Domino and Tromino Tiling

A brute-force recursive approach would explore every possible way to place tiles, which is highly inefficient. We can significantly improve this by using memoization to store the results of subproblems, which turns the solution into a top-down dynamic programming approach. We define two states: one for a fully tiled 2 x n board and another for a 2 x n board with a single corner cell in the last column left uncovered. By deriving recurrence relations for these states, we can solve the problem recursively while storing intermediate results to avoid redundant calculations.

1. Define two recursive functions, f(n) and p(n):
   • f(n): returns the number of ways to fully tile a 2 x n board.
   • p(n): returns the number of ways to tile a 2 x n board with one of the corners in column n uncovered (a 'partial' tiling). By symmetry, the number of ways is the same whether the top or bottom corner is uncovered.
2. Establish the recurrence relations:
   • To get a fully tiled 2 x n board (f(n)):
     • Start with a fully tiled 2 x (n-1) board and add a vertical domino.
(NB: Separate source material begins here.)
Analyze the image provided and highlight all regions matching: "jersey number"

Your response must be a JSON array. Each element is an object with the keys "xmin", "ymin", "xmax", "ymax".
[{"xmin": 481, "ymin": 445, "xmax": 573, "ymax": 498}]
This gives f(n-1) ways.
     • Start with a fully tiled 2 x (n-2) board and add two horizontal dominoes. This gives f(n-2) ways.
     • Start with a partially tiled 2 x (n-1) board (top corner uncovered) and add an L-tromino to complete the board. This gives p(n-1) ways.
     • Start with a partially tiled 2 x (n-1) board (bottom corner uncovered) and add an L-tromino. This also gives p(n-1) ways.
     • So, f(n) = f(n-1) + f(n-2) + 2 * p(n-1).
   • To get a partially tiled 2 x n board (p(n)):
     • Start with a fully tiled 2 x (n-2) board and add an L-tromino that leaves a corner of column n uncovered. This gives f(n-2) ways.
     • Start with a 2 x (n-1) board with the opposite corner uncovered and add a horizontal domino. This gives p(n-1) ways.
     • So, p(n) = p(n-1) + f(n-2).
3. Define the base cases:
   • f(0) = 1 (one way to tile a 2x0 board: do nothing).
   • f(1) = 1 (one vertical domino).
   • p(0) = 0, p(1) = 0 (no way to have these partial shapes for n=0 or n=1).
4. Implement the recursive functions using memoization (e.g., arrays memo_f and memo_p) to store and reuse the results of subproblems, avoiding recomputation. All calculations should be done modulo 10^9 + 7.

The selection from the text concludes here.